私たちが身に帯びる苦難というものは、何であれ、私たちに向けられた主のみこころと無関係に存在するものはありません。主は私たちが苦難にあうことをお許しになることによって、私たちをご自身に拠り頼むようにさせ、私たちをあらゆる面で成長させ、強くしてくださいます。また、ご自身の働き、すなわち、神の愛を隣人に対して実践するものとして、私たちのことをふさわしく整えてくださいます。
その、無数のプロセスの果てに、私たちはキリストの満ち満ちた身丈、キリストの似姿に成長させられ、その人生の終わりに、栄光の天国に至るわけです。そのような私たちは、その日、この地上で何をなしてきたか問われることになります。私たちがいかにして主の御国のために労してきたか、時にそのために苦難にあうことも選択してきたか、問われます。そのとき私たちは、恥ずかしくなく主の御前に立つことができるでしょうか?

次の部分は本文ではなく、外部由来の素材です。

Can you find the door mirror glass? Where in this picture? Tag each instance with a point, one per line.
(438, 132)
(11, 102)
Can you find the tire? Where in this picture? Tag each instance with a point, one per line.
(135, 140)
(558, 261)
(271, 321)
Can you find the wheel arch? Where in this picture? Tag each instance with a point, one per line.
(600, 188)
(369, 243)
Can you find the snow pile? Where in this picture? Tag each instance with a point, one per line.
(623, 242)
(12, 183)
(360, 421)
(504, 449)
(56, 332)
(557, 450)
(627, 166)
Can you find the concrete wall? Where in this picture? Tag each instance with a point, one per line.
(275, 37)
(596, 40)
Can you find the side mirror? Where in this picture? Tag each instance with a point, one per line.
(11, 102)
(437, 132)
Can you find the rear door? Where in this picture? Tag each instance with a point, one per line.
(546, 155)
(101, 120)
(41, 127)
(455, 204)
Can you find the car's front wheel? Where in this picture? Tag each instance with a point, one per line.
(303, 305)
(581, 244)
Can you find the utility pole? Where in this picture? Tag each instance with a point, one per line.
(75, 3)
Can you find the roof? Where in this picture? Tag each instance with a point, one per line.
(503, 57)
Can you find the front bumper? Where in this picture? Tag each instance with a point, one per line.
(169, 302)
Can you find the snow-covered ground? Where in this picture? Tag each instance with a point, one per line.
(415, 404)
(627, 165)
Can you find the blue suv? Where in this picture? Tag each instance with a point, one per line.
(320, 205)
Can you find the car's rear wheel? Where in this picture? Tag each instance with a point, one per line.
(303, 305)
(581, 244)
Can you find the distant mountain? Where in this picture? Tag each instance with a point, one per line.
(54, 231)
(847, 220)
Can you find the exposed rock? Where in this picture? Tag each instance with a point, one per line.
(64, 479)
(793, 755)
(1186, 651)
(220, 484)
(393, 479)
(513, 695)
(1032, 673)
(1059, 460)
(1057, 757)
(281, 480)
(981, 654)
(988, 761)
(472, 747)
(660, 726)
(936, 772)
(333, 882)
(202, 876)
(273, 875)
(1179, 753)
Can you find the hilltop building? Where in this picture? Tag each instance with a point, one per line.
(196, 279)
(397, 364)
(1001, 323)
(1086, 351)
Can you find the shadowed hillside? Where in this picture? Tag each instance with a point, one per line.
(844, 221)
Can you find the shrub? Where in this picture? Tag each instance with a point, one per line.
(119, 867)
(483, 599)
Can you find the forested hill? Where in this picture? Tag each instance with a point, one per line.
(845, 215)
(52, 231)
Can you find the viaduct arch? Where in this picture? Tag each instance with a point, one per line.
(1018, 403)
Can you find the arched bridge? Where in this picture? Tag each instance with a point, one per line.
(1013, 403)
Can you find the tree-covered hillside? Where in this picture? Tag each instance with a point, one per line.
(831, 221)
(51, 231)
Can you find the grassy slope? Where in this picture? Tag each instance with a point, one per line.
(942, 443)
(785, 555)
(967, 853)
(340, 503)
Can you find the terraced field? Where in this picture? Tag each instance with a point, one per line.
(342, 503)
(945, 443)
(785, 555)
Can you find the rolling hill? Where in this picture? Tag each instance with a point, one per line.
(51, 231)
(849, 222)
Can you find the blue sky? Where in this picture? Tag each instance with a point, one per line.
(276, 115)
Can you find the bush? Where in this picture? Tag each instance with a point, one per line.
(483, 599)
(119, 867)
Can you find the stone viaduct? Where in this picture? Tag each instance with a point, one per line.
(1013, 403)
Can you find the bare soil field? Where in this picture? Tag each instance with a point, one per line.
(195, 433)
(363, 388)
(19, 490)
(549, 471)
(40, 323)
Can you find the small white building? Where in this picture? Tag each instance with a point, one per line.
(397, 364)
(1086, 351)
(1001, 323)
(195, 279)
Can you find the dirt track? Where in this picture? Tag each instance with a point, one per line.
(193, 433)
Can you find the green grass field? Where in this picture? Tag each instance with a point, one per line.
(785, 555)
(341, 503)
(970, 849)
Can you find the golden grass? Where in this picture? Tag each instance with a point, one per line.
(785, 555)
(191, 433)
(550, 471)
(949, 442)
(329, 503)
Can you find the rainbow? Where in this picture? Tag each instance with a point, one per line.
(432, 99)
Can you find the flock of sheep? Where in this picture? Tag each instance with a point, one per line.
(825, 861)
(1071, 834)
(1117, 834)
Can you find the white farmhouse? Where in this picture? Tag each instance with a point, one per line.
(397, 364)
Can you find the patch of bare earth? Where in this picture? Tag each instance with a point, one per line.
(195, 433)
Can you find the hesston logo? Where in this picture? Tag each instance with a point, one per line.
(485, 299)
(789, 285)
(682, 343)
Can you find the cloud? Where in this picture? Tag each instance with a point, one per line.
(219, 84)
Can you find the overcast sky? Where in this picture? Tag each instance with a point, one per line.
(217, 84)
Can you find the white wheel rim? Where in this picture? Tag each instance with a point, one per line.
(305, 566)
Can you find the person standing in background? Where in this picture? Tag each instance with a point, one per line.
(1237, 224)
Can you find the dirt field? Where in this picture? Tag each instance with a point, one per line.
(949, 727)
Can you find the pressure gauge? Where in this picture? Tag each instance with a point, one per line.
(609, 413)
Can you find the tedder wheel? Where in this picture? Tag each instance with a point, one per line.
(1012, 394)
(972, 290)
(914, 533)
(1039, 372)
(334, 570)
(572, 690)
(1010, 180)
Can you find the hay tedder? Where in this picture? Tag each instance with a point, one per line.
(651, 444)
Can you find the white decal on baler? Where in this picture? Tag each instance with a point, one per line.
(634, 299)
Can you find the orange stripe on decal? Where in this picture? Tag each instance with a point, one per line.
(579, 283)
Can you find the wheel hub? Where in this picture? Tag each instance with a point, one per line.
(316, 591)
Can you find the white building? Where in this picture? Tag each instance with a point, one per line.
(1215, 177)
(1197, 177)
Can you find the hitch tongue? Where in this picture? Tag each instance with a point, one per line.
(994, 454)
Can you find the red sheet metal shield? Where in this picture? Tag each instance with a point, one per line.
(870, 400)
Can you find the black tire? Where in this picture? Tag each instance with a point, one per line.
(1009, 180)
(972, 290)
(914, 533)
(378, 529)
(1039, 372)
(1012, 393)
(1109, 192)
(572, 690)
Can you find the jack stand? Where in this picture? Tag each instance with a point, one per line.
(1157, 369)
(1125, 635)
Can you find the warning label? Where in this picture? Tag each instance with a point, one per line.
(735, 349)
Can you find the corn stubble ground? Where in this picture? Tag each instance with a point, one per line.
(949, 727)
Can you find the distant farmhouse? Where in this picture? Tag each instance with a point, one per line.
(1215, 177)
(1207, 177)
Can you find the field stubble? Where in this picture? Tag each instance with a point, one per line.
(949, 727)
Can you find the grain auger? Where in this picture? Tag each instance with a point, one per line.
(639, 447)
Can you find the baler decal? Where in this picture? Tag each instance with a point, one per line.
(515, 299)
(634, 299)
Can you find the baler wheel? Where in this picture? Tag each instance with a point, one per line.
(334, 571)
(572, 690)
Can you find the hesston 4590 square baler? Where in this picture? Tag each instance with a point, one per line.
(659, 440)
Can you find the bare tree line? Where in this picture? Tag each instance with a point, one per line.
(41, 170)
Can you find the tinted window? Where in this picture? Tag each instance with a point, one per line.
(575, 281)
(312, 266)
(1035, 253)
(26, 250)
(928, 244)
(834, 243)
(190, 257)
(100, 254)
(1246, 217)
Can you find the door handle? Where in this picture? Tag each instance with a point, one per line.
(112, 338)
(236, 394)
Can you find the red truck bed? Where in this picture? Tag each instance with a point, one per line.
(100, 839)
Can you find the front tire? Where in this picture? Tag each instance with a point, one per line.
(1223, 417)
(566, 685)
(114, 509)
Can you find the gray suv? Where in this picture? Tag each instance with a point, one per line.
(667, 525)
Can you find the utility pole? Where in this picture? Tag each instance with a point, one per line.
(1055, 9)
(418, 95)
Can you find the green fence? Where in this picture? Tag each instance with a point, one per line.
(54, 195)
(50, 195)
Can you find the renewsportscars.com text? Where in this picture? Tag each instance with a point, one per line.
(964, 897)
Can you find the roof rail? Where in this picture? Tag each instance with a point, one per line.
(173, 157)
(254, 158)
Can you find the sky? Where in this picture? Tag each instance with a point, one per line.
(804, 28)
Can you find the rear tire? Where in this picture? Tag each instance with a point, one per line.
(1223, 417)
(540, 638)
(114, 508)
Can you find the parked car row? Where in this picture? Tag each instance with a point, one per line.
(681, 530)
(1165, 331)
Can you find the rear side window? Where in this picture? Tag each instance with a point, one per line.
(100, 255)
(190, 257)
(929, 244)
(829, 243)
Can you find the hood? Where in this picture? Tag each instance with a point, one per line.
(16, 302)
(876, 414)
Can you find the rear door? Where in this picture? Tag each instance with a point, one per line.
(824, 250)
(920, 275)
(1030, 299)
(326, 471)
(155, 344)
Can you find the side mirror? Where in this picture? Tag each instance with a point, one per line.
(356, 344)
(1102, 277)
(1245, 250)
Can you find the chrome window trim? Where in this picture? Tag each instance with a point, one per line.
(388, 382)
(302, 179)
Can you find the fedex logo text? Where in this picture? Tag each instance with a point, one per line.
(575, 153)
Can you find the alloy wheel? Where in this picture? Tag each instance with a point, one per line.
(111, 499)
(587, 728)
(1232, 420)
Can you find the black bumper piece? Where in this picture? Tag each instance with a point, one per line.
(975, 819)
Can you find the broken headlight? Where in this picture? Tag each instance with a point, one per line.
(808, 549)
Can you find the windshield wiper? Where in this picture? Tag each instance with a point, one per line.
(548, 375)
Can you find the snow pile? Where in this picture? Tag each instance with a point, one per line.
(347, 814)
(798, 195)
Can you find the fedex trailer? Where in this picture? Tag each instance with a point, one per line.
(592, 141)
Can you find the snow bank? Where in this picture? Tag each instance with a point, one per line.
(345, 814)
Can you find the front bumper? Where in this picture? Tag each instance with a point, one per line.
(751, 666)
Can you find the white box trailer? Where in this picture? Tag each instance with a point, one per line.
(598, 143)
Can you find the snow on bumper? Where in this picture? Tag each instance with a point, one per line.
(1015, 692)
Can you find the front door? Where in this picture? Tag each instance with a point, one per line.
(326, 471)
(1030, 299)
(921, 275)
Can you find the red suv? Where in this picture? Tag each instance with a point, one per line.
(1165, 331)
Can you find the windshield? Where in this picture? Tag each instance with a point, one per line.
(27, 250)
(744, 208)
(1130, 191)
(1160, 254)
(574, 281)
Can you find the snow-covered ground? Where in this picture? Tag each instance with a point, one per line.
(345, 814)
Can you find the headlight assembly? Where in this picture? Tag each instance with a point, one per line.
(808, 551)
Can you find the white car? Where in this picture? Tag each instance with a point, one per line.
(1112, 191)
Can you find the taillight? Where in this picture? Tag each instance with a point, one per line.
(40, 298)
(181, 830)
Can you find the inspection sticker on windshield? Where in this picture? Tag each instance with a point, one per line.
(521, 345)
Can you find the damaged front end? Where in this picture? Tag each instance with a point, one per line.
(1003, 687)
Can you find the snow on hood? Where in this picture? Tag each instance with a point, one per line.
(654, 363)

私はもし、自分の人生が今日にでも終わり、主の御前に立つことになったならば、天国に入れていただける確信を持っています。天国というところはイエスさまを信じる信仰ひとつで入れていただけるところだからです。しかし、天国に入れていただけることは確かでも、私が恥ずかしくなく人生を走りおおせ、イエスさまの御前に立てるかと問われれば、まだまだです。とお答えするしかありません。それはなによりも、イエスさまが十字架を背負って私のために死んでくださったように、私も十字架を背負ってイエスさまのみあとを日々ついていきましたと、確信をもって断言できるとは思えないからです。
十字架を背負う歩みは、ひとりひとりが周りと関係なくするものではありません。この、キリストのからだなる共同体、教会においては、十字架を背負ってイエスさまにお従いするその歩みはそれぞれがしているようで、実はこの共同体にあって「ともに」していることを、私たちは自覚する必要があります。ゆえに私たちは、ほかの兄弟姉妹が今体験している苦難に無関心であってはなりません。それは「私の」問題であるからです。同時に「私の」体験している苦難は、ほかの兄弟姉妹にとっても同じように体験している苦難でもあります。分かち合えることを分かち合うことによって、私たちは重い永遠の栄光に向かう共同体として、ともにいま体験している苦難が、一時の軽いものであるととらえ、忍べるようになります。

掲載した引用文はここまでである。